Hay que controlar la cara que uno pone al entrar en una galería de última vanguardia o en una feria de arte contemporáneo
La vanguardia se quema las propias pestañas cada mañana. Hoy ya queda absolutamente antiguo el que Marina Abramovic comenzara a rendirse culto a sí misma masturbándose y defecando en público y representando su propio entierro. En la primavera de 2010 estableció una performance en el vestíbulo del MoMA que consistía en que la artista estaba sentada en una silla de madera en la que se había comprometido a permanecer todo el día, sin hablar, sin pestañear siquiera y por supuesto sin ir al baño. Frente a ella había otra silla dispuesta para que los espectadores pudieran sentarse uno a uno por riguroso turno para contemplar de cerca en silencio a la artista. Algunos estaban solo un par de minutos, pero otros aguantaban más de siete horas, ante la protesta de cuantos esperaban impacientes en una cola que daba la vuelta a la manzana. Quienes se sentaban frente a la artista juraban que habían experimentado una paz interior inenarrable. Algunos incluso lloraban. La performance fue el suceso artístico en Nueva York. Hoy quedaría muy paleto sentarse en esa silla, puesto que este espectáculo es superado diariamente por millones de chavales con sus memes y videojuegos cuya imaginación exhibicionista va mucho más allá de toda sorpresa. A cualquier escándalo lo quema otro escándalo tres minutos después, cuyo impacto se mide por el número de seguidores, siempre desmesurado.

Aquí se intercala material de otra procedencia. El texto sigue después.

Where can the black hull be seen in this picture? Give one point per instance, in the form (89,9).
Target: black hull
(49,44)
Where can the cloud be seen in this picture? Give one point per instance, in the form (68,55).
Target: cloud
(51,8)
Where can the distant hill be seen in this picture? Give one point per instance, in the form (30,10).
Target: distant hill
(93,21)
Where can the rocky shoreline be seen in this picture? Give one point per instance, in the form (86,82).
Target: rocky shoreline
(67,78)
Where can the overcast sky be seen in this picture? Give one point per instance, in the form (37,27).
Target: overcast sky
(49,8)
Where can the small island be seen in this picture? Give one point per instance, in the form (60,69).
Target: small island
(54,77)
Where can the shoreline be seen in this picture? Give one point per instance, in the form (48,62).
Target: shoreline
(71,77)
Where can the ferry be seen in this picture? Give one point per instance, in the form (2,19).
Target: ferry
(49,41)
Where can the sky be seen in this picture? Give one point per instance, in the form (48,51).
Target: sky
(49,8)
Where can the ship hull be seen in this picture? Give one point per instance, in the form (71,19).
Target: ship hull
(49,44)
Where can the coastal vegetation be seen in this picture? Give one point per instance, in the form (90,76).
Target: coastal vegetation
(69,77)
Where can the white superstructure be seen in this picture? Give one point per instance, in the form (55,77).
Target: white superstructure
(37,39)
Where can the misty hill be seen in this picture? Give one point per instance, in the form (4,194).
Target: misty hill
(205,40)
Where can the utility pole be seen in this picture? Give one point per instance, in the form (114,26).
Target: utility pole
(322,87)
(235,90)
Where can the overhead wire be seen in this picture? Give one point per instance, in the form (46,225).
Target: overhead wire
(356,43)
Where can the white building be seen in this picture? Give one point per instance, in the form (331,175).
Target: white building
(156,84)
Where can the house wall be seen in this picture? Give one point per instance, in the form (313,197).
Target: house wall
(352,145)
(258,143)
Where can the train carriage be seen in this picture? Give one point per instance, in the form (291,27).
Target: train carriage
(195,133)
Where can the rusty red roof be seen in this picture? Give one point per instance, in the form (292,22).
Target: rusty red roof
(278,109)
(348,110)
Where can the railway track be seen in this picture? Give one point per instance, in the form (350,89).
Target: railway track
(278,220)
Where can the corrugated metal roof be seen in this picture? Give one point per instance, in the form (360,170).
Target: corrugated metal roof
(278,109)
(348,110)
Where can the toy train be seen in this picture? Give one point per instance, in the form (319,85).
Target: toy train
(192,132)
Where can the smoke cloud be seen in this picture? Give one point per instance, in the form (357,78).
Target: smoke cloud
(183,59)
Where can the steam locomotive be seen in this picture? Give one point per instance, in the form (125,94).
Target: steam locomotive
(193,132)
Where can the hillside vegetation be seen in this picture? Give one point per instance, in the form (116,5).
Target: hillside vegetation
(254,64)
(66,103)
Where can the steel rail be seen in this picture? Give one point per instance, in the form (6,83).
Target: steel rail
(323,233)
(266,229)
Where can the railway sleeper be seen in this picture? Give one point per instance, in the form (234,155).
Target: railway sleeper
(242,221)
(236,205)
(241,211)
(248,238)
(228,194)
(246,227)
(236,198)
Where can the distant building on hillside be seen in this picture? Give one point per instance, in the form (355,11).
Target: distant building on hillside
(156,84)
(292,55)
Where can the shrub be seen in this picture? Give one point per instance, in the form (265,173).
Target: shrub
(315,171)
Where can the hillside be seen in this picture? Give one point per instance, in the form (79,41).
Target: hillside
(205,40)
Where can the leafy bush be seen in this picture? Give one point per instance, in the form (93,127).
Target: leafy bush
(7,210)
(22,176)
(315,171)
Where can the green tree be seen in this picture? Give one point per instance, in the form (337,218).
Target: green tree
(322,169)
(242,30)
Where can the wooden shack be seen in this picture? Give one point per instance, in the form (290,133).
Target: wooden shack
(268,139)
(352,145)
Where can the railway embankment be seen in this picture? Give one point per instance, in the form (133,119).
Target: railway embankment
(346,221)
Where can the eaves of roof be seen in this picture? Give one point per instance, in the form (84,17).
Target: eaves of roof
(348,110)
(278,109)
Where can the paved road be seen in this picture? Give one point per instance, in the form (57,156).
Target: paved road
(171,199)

¿Qué más queda por ver en el arte? Contaba Eduardo Arroyo que, recién llegado a París, en 1958, todavía con el pelo de la dehesa ibérico-leonesa, entró por casualidad en una galería, situada en el número 8 de la calle Miromesnil, donde se inauguraba una exposición surrealista organizada por el grupo de André Breton. Y allí pudo contemplar aquel nuevo ritual que en arte se llamaría happening. En medio de la galería había un enorme recipiente, en el que permanecía tumbada, desnuda, con los ojos cerrados, una joven modelo de carne y hueso. Aparecía casi sepultada por exquisitos manjares, entre los que había dos magníficos bogavantes entre sus piernas y el pubis. Los asistentes fueron invitados por el galerista a devorar aquellas viandas y unos los hicieron de forma concupiscente y otros como si se tratara de un acto de excelsa belleza. Al final de aquel banquete surrealista, sin más comentarios el público cogió el paraguas y el sombrero, volvió cada uno a su casa bajo la lluvia y la modelo durmiente se levantó y se fue a la ducha para quitarse de encima la mayonesa. Esta performance ya es un plato anodino en algunos restaurantes de Tokio y viene en la carta a un precio asequible. A Eduardo Arroyo no le sirvió de ejemplo el espectáculo. Con el tiempo fue un pintor en cuyo estudio cada lápiz ocupaba el lugar adecuado bajo un orden absoluto y él mismo pintaba sin quitarse los gemelos de oro de los puños de sus camisas, siendo este hecho mucho más surrealista que untar la salsa romesco en los senos de aquella modelo desnuda.
Hay que controlar la cara que uno pone al entrar en una galería de última vanguardia o en una feria de arte contemporáneo donde al preguntar por el precio de un cuadro y encontrarlo desorbitado un marchante sofisticado podría decirte que solo es el dinero el que convierte cualquier objeto en una obra de arte. Una coleccionista millonaria, caprichosa y pasada de raya en un estand de la feria de Miami oyó de boca de aquel marchante esnob esta sentencia estética y llena de curiosidad, después de analizarlo como un objeto de arriba abajo, le preguntó: “¿Y su cuerpo cuánto vale?”. El marchante le contestó: “Si nos metemos los dos en el cuarto de baño y hacemos el amor, nada. Pero si ahora nos desnudamos en esta galería y copulamos en público podemos pedir por esa performance un precio desorbitado”. En cambio, semejante sofisticación se convierte hoy en un espectáculo basura de televisión y los espectadores lo pueden contemplar gratis espatarrados en el sofá devorando hamburguesas.